Rationality- From AI to Zombies

Page 123

by Eliezer Yudkowsky

Being religious doesn’t make you less than human. Your brain still has the abilities of a human brain. The dangerous part is that being religious might stop you from applying those native abilities to your religion—stop you from reflecting fully on yourself. People don’t heal their errors by resetting themselves to an ideal philosopher of pure emptiness and reconsidering all their sensory experiences from scratch. They heal themselves by becoming more willing to question their current beliefs, using more of the power of their current mind.

This is why it’s important to distinguish between reflecting on your mind using your mind (it’s not like you can use anything else) and having an unquestionable assumption that you can’t reflect on.

“I believe that the Bible is the word of God, because the Bible says so.” Well, if the Bible were an astoundingly reliable source of information about all other matters, if it had not said that grasshoppers had four legs or that the universe was created in six days, but had instead contained the Periodic Table of Elements centuries before chemistry—if the Bible had served us only well and told us only truth—then we might, in fact, be inclined to take seriously the additional statement in the Bible, that the Bible had been generated by God. We might not trust it entirely, because it could also be aliens or the Dark Lords of the Matrix, but it would at least be worth taking seriously.

Likewise, if everything else that priests had told us turned out to be true, we might take more seriously their statement that faith had been placed in us by God and was a systematically trustworthy source—especially if people could divine the hundredth digit of pi by faith as well.

So the important part of appreciating the circularity of “I believe that the Bible is the word of God, because the Bible says so,” is not so much that you are going to reject the idea of reflecting on your mind using your current mind.
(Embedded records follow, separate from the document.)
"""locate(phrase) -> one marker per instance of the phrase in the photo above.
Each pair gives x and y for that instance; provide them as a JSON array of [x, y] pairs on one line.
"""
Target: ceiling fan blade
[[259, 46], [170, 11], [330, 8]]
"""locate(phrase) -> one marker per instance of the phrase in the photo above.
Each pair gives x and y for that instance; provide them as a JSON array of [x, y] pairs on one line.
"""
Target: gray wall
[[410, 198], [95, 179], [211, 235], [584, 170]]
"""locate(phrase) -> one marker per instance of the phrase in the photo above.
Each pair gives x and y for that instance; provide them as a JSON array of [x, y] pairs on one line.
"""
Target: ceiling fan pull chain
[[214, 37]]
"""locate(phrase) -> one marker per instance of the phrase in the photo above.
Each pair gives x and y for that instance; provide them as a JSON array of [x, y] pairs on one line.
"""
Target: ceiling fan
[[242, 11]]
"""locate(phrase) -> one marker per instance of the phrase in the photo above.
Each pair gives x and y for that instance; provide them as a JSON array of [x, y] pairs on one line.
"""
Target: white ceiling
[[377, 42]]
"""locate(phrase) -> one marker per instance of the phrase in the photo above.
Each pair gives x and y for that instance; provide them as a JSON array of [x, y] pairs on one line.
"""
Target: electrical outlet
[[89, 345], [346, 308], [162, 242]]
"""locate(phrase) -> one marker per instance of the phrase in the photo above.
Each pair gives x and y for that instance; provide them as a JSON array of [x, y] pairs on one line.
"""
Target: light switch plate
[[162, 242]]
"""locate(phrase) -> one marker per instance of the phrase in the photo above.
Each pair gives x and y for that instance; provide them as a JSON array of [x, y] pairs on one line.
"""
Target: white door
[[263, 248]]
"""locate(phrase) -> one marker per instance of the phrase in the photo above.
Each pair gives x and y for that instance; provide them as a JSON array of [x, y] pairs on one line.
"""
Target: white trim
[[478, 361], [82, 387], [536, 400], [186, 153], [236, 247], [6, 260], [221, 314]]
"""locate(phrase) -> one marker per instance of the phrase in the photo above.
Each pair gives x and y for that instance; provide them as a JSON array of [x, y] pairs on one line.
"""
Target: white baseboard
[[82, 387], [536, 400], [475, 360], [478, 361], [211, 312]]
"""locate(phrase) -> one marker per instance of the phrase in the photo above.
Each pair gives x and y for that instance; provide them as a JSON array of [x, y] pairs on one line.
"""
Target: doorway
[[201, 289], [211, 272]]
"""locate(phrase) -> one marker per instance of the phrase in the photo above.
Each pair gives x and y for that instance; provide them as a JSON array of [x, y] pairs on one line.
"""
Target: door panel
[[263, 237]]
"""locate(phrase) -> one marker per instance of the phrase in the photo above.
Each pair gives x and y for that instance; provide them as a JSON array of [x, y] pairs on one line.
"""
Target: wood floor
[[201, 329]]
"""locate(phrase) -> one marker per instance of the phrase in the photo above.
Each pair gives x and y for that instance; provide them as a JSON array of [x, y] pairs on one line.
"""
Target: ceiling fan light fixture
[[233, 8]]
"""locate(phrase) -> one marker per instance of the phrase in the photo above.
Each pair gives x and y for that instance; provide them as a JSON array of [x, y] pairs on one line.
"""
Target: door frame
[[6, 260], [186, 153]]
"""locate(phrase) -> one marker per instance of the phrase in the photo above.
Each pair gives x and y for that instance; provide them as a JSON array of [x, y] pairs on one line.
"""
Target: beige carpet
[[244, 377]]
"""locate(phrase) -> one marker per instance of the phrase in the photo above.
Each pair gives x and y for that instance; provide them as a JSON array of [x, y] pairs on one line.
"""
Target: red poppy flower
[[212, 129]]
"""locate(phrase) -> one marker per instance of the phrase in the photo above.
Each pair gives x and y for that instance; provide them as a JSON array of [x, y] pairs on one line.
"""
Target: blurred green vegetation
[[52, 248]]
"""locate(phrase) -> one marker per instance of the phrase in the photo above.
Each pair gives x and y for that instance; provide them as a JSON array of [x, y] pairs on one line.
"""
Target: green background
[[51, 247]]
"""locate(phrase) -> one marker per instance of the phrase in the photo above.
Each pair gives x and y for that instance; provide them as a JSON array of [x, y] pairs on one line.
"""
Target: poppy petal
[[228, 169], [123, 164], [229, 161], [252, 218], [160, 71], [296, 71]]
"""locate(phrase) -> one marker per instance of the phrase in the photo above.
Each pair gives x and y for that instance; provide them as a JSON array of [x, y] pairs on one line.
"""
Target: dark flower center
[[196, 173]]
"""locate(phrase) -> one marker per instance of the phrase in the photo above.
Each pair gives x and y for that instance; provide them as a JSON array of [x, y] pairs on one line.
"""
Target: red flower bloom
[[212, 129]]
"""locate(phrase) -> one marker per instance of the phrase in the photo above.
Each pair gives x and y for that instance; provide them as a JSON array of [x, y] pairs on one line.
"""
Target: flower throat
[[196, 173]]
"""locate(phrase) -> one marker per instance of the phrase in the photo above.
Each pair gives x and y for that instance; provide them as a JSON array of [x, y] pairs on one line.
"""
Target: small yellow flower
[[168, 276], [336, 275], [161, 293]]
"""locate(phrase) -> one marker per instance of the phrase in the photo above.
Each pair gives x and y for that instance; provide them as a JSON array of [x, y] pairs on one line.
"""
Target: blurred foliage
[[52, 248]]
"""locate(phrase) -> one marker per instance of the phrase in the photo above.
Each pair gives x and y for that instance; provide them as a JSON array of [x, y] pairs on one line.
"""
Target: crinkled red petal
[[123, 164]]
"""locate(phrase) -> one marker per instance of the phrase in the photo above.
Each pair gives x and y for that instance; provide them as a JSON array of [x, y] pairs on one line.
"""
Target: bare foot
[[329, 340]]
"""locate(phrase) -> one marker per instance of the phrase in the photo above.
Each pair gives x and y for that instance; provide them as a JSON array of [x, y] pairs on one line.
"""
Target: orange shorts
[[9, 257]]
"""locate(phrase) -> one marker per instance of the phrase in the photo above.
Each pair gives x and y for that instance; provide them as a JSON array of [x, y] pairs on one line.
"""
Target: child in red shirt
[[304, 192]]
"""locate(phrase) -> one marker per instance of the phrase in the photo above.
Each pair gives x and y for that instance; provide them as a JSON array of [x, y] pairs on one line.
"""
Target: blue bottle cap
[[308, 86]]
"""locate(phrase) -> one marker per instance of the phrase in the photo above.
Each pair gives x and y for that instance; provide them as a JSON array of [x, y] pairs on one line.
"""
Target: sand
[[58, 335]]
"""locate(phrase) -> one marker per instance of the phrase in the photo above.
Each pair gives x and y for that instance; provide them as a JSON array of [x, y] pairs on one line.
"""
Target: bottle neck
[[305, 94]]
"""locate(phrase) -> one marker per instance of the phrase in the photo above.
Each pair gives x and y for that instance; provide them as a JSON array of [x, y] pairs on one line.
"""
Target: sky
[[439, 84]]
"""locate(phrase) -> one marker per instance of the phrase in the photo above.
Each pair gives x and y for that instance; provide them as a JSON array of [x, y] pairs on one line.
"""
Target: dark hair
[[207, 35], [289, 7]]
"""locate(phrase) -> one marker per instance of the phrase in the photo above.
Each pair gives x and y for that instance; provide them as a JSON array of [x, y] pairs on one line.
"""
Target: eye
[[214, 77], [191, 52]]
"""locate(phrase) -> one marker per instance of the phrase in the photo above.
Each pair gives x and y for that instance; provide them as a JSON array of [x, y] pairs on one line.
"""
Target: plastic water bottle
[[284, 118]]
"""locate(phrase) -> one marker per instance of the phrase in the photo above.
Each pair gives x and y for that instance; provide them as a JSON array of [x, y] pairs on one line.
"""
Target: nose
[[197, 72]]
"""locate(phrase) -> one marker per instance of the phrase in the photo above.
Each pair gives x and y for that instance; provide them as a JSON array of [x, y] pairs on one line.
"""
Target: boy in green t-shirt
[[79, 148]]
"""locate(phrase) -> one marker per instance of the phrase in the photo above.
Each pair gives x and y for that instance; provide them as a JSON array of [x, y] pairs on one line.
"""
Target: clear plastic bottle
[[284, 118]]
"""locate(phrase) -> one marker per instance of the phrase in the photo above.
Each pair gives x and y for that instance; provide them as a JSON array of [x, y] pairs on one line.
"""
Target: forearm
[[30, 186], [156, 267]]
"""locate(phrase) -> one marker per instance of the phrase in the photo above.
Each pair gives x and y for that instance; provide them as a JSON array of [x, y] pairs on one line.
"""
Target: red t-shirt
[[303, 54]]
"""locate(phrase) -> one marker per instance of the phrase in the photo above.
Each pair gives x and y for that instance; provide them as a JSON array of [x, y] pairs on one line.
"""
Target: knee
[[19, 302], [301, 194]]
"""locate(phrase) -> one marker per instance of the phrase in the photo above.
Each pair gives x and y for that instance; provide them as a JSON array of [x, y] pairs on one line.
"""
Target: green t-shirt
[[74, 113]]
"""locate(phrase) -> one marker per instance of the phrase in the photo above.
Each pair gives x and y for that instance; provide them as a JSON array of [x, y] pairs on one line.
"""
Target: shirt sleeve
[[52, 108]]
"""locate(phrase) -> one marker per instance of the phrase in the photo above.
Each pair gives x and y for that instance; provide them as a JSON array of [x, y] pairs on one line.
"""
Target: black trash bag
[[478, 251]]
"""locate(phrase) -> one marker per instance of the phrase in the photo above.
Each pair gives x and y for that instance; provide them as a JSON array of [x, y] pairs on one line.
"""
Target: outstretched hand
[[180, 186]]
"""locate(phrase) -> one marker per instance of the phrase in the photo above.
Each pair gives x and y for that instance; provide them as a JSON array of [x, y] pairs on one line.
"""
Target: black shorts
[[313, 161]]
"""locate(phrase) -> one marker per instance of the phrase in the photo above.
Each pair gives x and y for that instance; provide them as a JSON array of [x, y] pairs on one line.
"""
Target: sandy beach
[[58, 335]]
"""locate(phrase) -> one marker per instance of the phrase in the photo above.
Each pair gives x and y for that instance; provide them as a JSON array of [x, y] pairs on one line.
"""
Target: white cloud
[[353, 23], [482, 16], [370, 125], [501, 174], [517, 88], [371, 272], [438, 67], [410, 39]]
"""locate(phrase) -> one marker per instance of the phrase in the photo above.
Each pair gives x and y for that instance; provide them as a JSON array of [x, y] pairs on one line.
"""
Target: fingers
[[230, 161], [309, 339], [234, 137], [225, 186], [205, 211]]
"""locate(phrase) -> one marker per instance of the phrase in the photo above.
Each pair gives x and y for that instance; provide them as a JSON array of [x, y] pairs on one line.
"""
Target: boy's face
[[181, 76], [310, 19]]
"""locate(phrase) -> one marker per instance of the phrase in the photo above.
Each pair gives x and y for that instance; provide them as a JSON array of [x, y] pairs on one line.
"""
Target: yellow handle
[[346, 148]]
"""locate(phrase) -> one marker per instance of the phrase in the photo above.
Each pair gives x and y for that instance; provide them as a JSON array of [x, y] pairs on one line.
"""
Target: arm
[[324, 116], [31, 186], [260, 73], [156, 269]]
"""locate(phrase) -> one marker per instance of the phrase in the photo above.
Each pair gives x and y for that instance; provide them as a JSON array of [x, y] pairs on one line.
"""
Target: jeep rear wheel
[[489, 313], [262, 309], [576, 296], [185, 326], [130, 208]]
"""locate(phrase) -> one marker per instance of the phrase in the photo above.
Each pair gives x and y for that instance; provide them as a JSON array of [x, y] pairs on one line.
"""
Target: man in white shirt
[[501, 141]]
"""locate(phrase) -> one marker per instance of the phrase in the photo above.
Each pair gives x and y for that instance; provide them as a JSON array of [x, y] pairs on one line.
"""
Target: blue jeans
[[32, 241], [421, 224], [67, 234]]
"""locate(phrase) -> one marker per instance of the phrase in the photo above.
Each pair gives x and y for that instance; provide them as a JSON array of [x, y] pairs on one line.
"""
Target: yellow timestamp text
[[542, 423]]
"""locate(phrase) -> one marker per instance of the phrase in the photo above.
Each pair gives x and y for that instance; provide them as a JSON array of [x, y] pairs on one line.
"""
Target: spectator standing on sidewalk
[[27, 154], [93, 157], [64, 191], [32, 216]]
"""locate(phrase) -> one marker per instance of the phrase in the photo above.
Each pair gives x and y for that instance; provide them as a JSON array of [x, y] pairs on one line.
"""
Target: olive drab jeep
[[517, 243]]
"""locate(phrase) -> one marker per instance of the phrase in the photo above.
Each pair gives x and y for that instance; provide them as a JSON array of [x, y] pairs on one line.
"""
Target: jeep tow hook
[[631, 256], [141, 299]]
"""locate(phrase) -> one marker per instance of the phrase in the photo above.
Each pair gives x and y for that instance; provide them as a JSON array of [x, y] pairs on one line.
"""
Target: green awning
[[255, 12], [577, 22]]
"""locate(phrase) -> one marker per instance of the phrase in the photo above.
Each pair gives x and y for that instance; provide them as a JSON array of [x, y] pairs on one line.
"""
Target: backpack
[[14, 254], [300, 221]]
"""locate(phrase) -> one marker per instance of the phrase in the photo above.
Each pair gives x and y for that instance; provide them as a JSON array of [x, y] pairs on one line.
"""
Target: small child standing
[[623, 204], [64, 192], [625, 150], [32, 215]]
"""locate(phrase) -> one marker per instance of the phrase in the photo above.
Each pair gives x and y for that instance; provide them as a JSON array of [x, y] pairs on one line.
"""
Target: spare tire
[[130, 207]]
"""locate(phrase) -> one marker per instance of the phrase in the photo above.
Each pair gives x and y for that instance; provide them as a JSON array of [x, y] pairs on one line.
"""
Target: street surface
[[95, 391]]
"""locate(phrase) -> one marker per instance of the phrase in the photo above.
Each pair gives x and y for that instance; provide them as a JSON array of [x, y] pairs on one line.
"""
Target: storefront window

Rather, you realize that anything which calls into question the Bible’s trustworthiness also calls into question the Bible’s assurance of its trustworthiness.

This applies to rationality too: if the future should cease to resemble the past—even on its lowest and simplest and most stable observed levels of organization—well, mostly, I’d be dead, because my brain’s processes require a lawful universe where chemistry goes on working. But if somehow I survived, then I would have to start questioning the principle that the future should be predicted to be like the past.

But for now . . . what’s the alternative to saying, “I’m going to believe that the future will be like the past on the most stable level of organization I can identify, because that’s previously worked better for me than any other algorithm I’ve tried”?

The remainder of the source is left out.